# Extended Warranty



## BrianJ (Nov 3, 2006)

My local dealer is pitching a "discounted Nissan Added Security Plan" for vehicles less than 5 years old and 100,000 km; it can go up to 7 years from the in service date and the offer expires May 16. I asked if it adds more rust coverage and was told no; that's the only question I asked so far. Has anyone bought or looked into the fine print on this, and if so is it worth getting in your opinion. I know anything can happen, but I don't realistically expect anything major to happen to a Japanese car mechanically in 7 years/100,000 km, and historically I have come out way ahead by declining extended warranties on a variety of products. Thanks in advance.....


----------



## evjm (Jan 11, 2006)

Interesting, let us know what it covers, I've never heard of it after purchase.


----------



## TjC (Jun 11, 2005)

i bought the 7 year warrenty when i first bought my XT

if i dont use it u get your money back in full


----------



## BrianJ (Nov 3, 2006)

I phoned for details today since it expires this week. Basically, there is a $300 fee to register a used vehicle for extended warranty; the promotion is that they are waiving this fee. To extend to 84months/80000km is $1625, 84months/100000km is $2050. Don't know if you get it back at the end if unused, I lost interest right away when I heard the price.....


----------



## Rockford (Jan 28, 2005)

Ya, I'm considering this right now. There's no special deal on but the manufacturer's warranty will be up in a few months on our X-Trail. I usually shy away from extended warranties but a recent string of problems on other items and two X-Trail problems (Door latch and heater blower resistor switch) in the past 6 mos have me second guessing myself.

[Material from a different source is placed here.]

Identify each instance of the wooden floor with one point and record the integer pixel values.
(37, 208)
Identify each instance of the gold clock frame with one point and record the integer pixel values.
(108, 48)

Cost for 36 more mos and 60K more kms is $2050.00 + $ 400 "deferred purchase surcharge" + tax. Pretty steep at about $900/year and I'm pretty sure I'll gamble and not get this. There are other plans but you get the idea.


----------



## Rockford (Jan 28, 2005)

TjC said:


> i bought the 7 year warrenty when i first bought my XT
> 
> if i dont use it u get your money back in full


Ya, but how does that work practically? Say, for example, you use your E/W only once over the term to fix a $50 part. Does that mean you get no money back or is it more complicated than that?
In other words I can't see anyone NOT claiming on an extended warranty at least once or twice. But that doesn't necessarily mean they're getting good value. That money back guarantee sounds like it might just be a way to get you to sign up.


----------



## evjm (Jan 11, 2006)

I just traded in my X-Trail for an 04 Murano. The dealer offered the extended warranty but I opted out for now(due to cost). I have until the Murano hits 100 000km to buy it. He didn't mention anything about money back though if I didn't use it. That sounds shady to me.


----------